Using our local cinema has been great. Our church has the vision to take our community into the community around us on Belfast’s bustling Botanic Avenue. Having Queen’s Film Theatre (QFT) on our doorstep made a regular venue for film club a no brainer. With the widest range of films available in Belfast (a healthy mix of art house and mainstream), the ability to support an independent cinema and the fact that they produce their programme in advance meaning I can pick dates to hopefully suit as many as possible and work around other church events (we are a busy bunch at Fitzroy) it seemed the natural fit . 

The first year of film club was a great success we had different people every month and established a few regulars.
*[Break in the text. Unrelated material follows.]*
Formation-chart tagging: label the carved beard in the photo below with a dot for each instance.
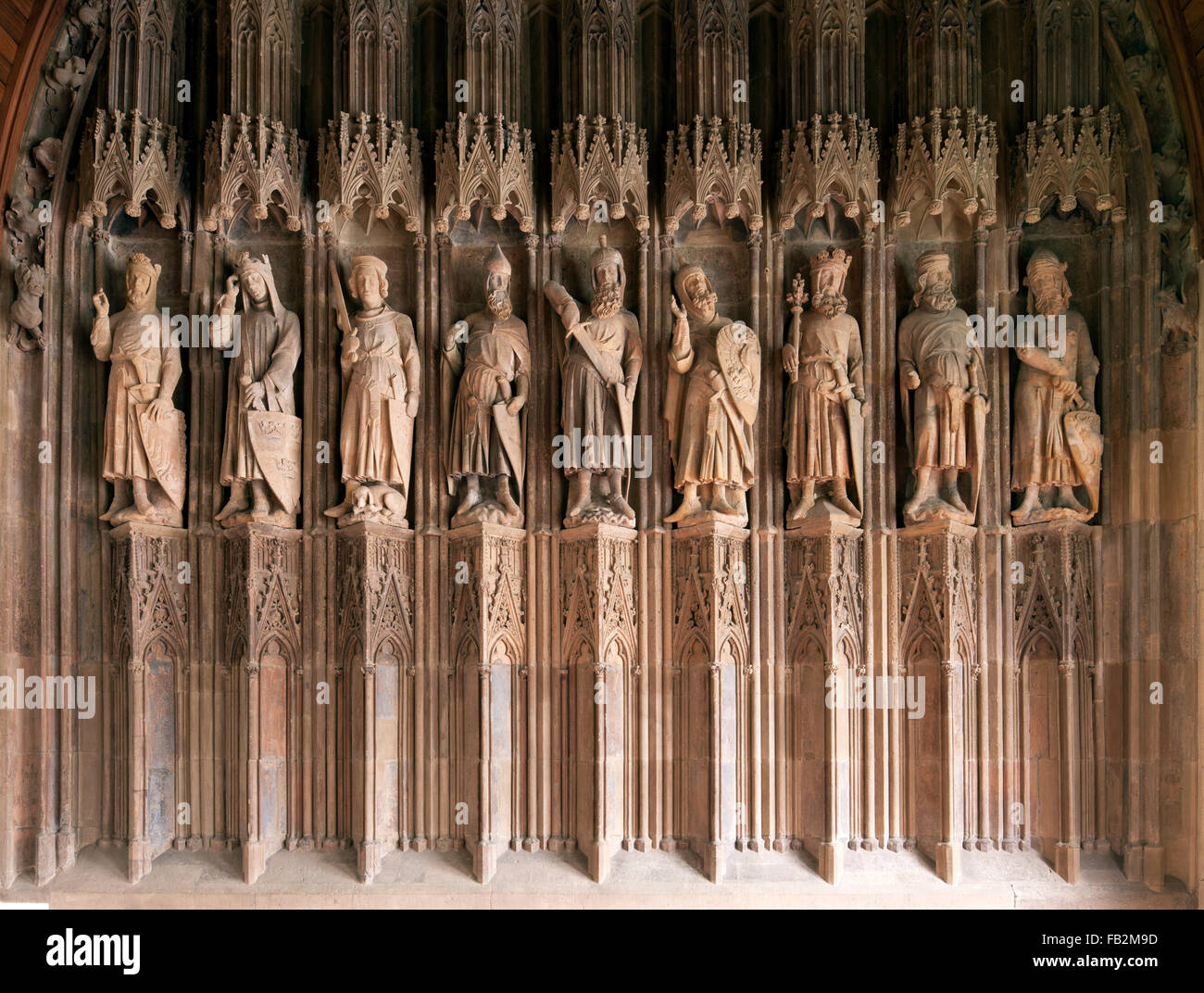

I really appreciated getting a little time to meet new folk and spend quality time with those I already knew. This year I ‘m hoping to see more and more members of the congregation embrace film club and to do that I want to be clear about something.  

Last Sunday I was approached by an older member of the congregation who said they really wanted to see this month’s choice (Woody Allen’s Blue Jasmine) but they didn’t want to make film club uncool by being there. Film club is for all ages (taking into account the film classification 12A, 15 of course) this is not a club based around age.

The first rule of film club is simple  -Love film.

Hopefully see loads of you there on Monday night 7:40pm @ QFT for Woody Allen’s Blue Jasmine.